The Green Movement, quite understandably, has lobbied – often successfully – for the rapid deployment of renewable energy technology as the best response to our predicament. They have, however, usually overstated our ability to switch from fossil carbon to renewables, while seriously understating the economic, social and political consequences of attempting to do so. To put it simply, we cannot operate our just-in-time global economy – which depends on liquid fuels for more than 90 percent of its transportation – on anything other than oil. Shifting perhaps a quarter of our electricity consumption from coal to renewables does nothing to change this.
Before his untimely death last year, genial British physicist David MacKay set out the gargantuan scale of the problem of switching away from fossil carbon fuels. Even with the addition of new nuclear, MacKay’s model is difficult to achieve. In practice, with the economy still on life-support eight years after the 2008 crash, we simply lack the capital, resources and skilled labour force required to realise the vision of a low-carbon (i.e electric-powered) economy in the time we have before fossil carbon shortages kill the global economy.

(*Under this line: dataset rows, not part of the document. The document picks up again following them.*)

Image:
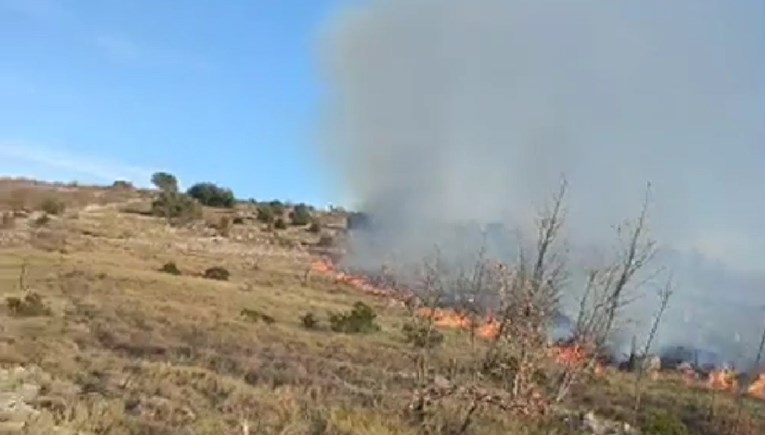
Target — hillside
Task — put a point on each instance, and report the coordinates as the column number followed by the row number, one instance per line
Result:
column 96, row 338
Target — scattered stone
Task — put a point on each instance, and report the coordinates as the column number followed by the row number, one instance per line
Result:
column 595, row 425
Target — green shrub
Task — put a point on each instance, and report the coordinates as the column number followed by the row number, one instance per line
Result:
column 664, row 423
column 122, row 184
column 357, row 220
column 309, row 321
column 300, row 215
column 52, row 206
column 277, row 207
column 280, row 224
column 255, row 315
column 217, row 273
column 266, row 214
column 212, row 195
column 30, row 306
column 422, row 335
column 176, row 207
column 165, row 182
column 326, row 241
column 170, row 268
column 359, row 320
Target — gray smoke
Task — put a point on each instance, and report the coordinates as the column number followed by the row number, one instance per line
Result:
column 456, row 111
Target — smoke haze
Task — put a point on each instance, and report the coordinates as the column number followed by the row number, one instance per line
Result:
column 448, row 111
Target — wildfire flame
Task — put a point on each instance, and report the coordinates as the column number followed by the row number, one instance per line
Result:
column 488, row 329
column 757, row 389
column 566, row 355
column 722, row 380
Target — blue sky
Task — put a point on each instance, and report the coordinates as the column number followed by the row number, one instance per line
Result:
column 225, row 91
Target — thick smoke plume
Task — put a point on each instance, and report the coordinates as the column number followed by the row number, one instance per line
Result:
column 469, row 112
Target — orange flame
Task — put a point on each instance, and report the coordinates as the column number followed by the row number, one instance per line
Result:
column 757, row 389
column 488, row 329
column 722, row 380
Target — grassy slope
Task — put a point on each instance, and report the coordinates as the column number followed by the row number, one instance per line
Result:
column 129, row 349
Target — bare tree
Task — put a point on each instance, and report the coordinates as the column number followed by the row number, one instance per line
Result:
column 606, row 295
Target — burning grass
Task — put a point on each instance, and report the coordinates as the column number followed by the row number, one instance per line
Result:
column 126, row 348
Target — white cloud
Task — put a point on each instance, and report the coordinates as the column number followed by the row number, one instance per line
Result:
column 118, row 49
column 127, row 51
column 28, row 160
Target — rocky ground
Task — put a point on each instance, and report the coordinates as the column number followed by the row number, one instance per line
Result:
column 112, row 344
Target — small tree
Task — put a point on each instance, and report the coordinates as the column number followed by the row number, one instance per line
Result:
column 279, row 224
column 52, row 206
column 266, row 214
column 301, row 215
column 176, row 207
column 211, row 195
column 165, row 181
column 277, row 206
column 122, row 185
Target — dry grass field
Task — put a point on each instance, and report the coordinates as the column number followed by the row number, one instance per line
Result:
column 115, row 345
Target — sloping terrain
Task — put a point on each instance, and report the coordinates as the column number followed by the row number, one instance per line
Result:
column 101, row 340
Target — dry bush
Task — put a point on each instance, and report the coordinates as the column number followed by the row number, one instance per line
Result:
column 359, row 320
column 52, row 206
column 254, row 316
column 8, row 221
column 523, row 374
column 31, row 305
column 309, row 321
column 217, row 273
column 170, row 268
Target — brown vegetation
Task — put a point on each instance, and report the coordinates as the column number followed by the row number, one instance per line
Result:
column 114, row 345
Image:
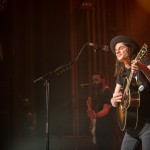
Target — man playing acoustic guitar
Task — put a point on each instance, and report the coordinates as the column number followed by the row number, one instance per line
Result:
column 132, row 92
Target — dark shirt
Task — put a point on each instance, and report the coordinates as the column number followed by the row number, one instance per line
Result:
column 143, row 87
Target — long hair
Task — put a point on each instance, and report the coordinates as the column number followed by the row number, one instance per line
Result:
column 119, row 66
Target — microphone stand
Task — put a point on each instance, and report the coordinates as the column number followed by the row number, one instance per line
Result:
column 46, row 78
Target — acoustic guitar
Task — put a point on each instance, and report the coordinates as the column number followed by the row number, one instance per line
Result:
column 129, row 106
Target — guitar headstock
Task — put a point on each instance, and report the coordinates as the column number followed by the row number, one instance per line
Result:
column 142, row 52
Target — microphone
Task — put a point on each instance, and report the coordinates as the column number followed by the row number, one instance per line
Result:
column 85, row 84
column 97, row 47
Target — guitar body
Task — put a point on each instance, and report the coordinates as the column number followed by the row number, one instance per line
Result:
column 130, row 103
column 128, row 108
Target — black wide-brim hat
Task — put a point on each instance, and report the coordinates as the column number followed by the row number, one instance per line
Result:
column 124, row 39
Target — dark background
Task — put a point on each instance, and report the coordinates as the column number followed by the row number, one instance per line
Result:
column 38, row 37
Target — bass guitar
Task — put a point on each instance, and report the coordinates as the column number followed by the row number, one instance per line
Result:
column 128, row 108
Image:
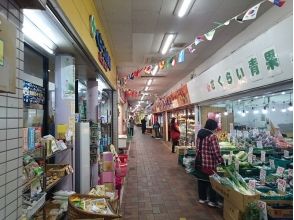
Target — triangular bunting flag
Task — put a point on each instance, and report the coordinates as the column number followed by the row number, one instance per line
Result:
column 227, row 22
column 251, row 13
column 199, row 39
column 168, row 62
column 161, row 64
column 278, row 3
column 238, row 19
column 209, row 35
column 191, row 49
column 173, row 61
column 148, row 69
column 181, row 57
column 137, row 73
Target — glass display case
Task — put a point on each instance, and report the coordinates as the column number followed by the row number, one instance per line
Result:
column 186, row 121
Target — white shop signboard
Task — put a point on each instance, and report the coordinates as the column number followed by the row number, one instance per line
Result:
column 265, row 60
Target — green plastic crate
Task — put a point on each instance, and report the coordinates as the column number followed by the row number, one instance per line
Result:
column 180, row 160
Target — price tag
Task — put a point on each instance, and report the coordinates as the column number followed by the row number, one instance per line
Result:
column 255, row 132
column 262, row 206
column 262, row 157
column 286, row 153
column 237, row 164
column 245, row 134
column 252, row 184
column 250, row 150
column 272, row 164
column 250, row 158
column 262, row 175
column 290, row 172
column 282, row 185
column 259, row 144
column 280, row 170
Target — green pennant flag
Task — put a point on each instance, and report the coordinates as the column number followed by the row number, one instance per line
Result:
column 168, row 62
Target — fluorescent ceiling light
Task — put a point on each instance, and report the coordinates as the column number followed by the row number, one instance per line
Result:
column 167, row 41
column 185, row 7
column 154, row 71
column 149, row 82
column 37, row 34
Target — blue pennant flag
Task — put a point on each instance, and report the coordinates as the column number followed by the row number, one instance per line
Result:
column 181, row 57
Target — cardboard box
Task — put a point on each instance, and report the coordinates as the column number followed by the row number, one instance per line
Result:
column 109, row 187
column 239, row 200
column 108, row 166
column 275, row 212
column 230, row 212
column 180, row 150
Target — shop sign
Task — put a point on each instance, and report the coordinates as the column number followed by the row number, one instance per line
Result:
column 261, row 62
column 176, row 99
column 103, row 55
column 33, row 93
column 238, row 75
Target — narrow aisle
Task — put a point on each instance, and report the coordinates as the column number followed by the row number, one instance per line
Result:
column 157, row 187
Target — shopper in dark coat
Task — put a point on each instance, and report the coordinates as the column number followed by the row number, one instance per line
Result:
column 207, row 158
column 175, row 134
column 143, row 123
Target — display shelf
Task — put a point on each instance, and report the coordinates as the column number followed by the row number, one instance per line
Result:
column 37, row 207
column 57, row 152
column 25, row 186
column 49, row 187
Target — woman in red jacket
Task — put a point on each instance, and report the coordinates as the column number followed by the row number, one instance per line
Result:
column 207, row 158
column 174, row 133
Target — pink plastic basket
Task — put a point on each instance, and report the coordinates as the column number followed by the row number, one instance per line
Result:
column 123, row 158
column 121, row 169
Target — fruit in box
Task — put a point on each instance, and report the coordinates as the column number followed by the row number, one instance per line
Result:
column 222, row 136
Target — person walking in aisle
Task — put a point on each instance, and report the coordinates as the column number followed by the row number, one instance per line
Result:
column 156, row 127
column 143, row 122
column 207, row 158
column 174, row 133
column 131, row 126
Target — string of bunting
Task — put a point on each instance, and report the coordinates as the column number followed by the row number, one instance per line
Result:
column 136, row 93
column 171, row 61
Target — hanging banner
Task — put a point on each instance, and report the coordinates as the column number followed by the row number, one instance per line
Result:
column 176, row 99
column 68, row 78
column 263, row 61
column 33, row 93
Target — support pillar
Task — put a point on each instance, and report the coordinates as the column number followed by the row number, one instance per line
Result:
column 92, row 113
column 65, row 109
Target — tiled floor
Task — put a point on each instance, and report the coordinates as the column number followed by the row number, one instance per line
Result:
column 158, row 188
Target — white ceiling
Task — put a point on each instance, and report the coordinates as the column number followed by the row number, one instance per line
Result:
column 136, row 29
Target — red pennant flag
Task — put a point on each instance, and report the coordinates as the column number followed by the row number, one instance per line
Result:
column 278, row 3
column 148, row 69
column 137, row 72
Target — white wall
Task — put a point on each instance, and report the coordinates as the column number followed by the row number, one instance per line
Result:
column 259, row 26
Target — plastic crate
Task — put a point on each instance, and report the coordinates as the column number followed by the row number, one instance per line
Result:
column 31, row 210
column 121, row 169
column 281, row 162
column 180, row 160
column 123, row 158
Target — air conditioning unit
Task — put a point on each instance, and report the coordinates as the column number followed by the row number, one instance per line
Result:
column 32, row 4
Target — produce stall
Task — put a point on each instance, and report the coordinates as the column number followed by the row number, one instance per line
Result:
column 255, row 138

In recent years, Britain’s margin of energy supply over demand has shrunk alarmingly. On several occasions the National Grid has been forced to switch off high-energy consuming industrial customers in order to keep household lights on. As energy shortages and the “energy death spiral” deepen, we will soon experience unpredictably intermittent electricity supply. As Peter Dominiczak in the Telegraph warns:
“Britain’s increasing reliance on ‘intermittent’ renewable energy means that the country is facing an unprecedented supply crisis.”
It is the unpredictability of intermittent supply that makes it particularly difficult to live with. Unlike the “three-day-week” policy in 1974, in which businesses and households were given advance notice of power cuts, in the near future we can expect random power outages that will add considerably to the cost of doing business, and make routine household activities like shopping, cooking and cleaning increasingly difficult.
As we have documented, our current energy predicament is the product of poor decision-making by successive governments since 1979. But it is unlikely to be seen that way today. Dominiczak is just one of a growing number of right-wing commentators to point the finger of blame at environmental policy:
“Britain has lost fuel capacity because of the closure of coal mines, there is now ‘much less flexibility’ for suppliers.”
In this way, the coming shortage of affordable fossil carbon fuels is disguised by an attack on environmentalists for promoting climate policies that appear to choose renewables over coal. What Dominiczak fails to note is that British coal production peaked way back in 1913! The need for coal in two world wars, together with a post-war desire to maintain full-employment helped to keep the mining industry open into the 1980s. And while we may take issue with the ruthless means by which the Thatcher government brought UK coal mining to a conclusion (the last deep mine limped on until 2015) the fact is that most of Britain’s remaining coal – outside a handful of open cast sites – is too expensive to recover. Irrespective of climate change, the failure to plan for the day when UK coal extraction came to an end will go down as gross negligence on the part of governments of all parties.
It is likely that when the lights go out, anti-fracking campaigners will face similar accusations. Although fracking on any serious scale is an unaffordable pipe dream, rather than understand that its failure is due to Britain’s tortured geology and the unaffordable cost of extracting what little gas is technically recoverable, the energy companies will want to blame protestors for standing in the way of the fracking industry.
The dilemma for environmental campaigners is that avoiding blame for the energy crisis involves letting go of the fiction that we can switch to green energy in the timeframe required. Only by acknowledging that we messed up several decades ago can we hope to place blame where it correctly belongs – on the corporate interests, deluded economists and craven politicians who were negligent enough to believe that “leaving it to market forces” was a credible long-term energy policy.